Most of the explanation is already set out at

How can I calculate percentile ranks?
http://www.stata.com/support/faqs/stat/pcrank.html

to which -search percentile- points.

sysuse auto
egen n = count(mpg), by(foreign)              (a)
egen rank = rank(mpg), by(foreign)            (b)
gen pcp = 100 * (rank - 0.5) / n              (c)

gen class = cond(pcp < 13, 1,
            cond(pcp < 35, 2,
	    cond(pcp < 73, 3,
                           4))) if mpg < .    (d)

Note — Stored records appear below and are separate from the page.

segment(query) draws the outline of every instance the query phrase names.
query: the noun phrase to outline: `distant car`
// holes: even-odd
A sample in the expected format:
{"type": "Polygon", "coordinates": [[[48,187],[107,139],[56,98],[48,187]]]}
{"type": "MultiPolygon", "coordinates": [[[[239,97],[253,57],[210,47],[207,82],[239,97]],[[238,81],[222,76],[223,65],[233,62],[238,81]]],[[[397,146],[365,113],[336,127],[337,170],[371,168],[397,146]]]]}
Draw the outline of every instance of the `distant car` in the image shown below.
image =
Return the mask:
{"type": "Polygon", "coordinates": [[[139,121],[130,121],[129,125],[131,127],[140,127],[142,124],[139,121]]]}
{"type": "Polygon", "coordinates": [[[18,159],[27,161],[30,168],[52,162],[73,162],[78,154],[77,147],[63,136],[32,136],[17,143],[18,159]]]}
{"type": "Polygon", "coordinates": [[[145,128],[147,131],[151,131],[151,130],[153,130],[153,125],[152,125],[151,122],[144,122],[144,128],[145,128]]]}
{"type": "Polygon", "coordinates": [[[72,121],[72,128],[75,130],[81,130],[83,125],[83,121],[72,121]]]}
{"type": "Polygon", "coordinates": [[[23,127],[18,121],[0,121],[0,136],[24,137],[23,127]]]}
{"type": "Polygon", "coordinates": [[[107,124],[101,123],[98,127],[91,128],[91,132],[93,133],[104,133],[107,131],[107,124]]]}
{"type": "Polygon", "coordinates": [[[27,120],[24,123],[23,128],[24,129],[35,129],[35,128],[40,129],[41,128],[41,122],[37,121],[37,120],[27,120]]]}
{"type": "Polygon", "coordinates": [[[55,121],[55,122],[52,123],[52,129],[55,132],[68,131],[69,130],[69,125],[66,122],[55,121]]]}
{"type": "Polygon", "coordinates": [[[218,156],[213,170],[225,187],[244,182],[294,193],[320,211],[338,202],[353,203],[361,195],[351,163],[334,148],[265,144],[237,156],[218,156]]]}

In terms of (1), the recipe in (c) is just one of
many, and you can subsitute your own.

In terms of (2), the -egen, rank()- function used
in (b) automatically adjusts for ties.

In terms of (3), the -egen- functions just leave
out missing values, but the command in (d) is
careful not to include them accidentally.  	

In terms of (3), (b) and (c) show how to do it.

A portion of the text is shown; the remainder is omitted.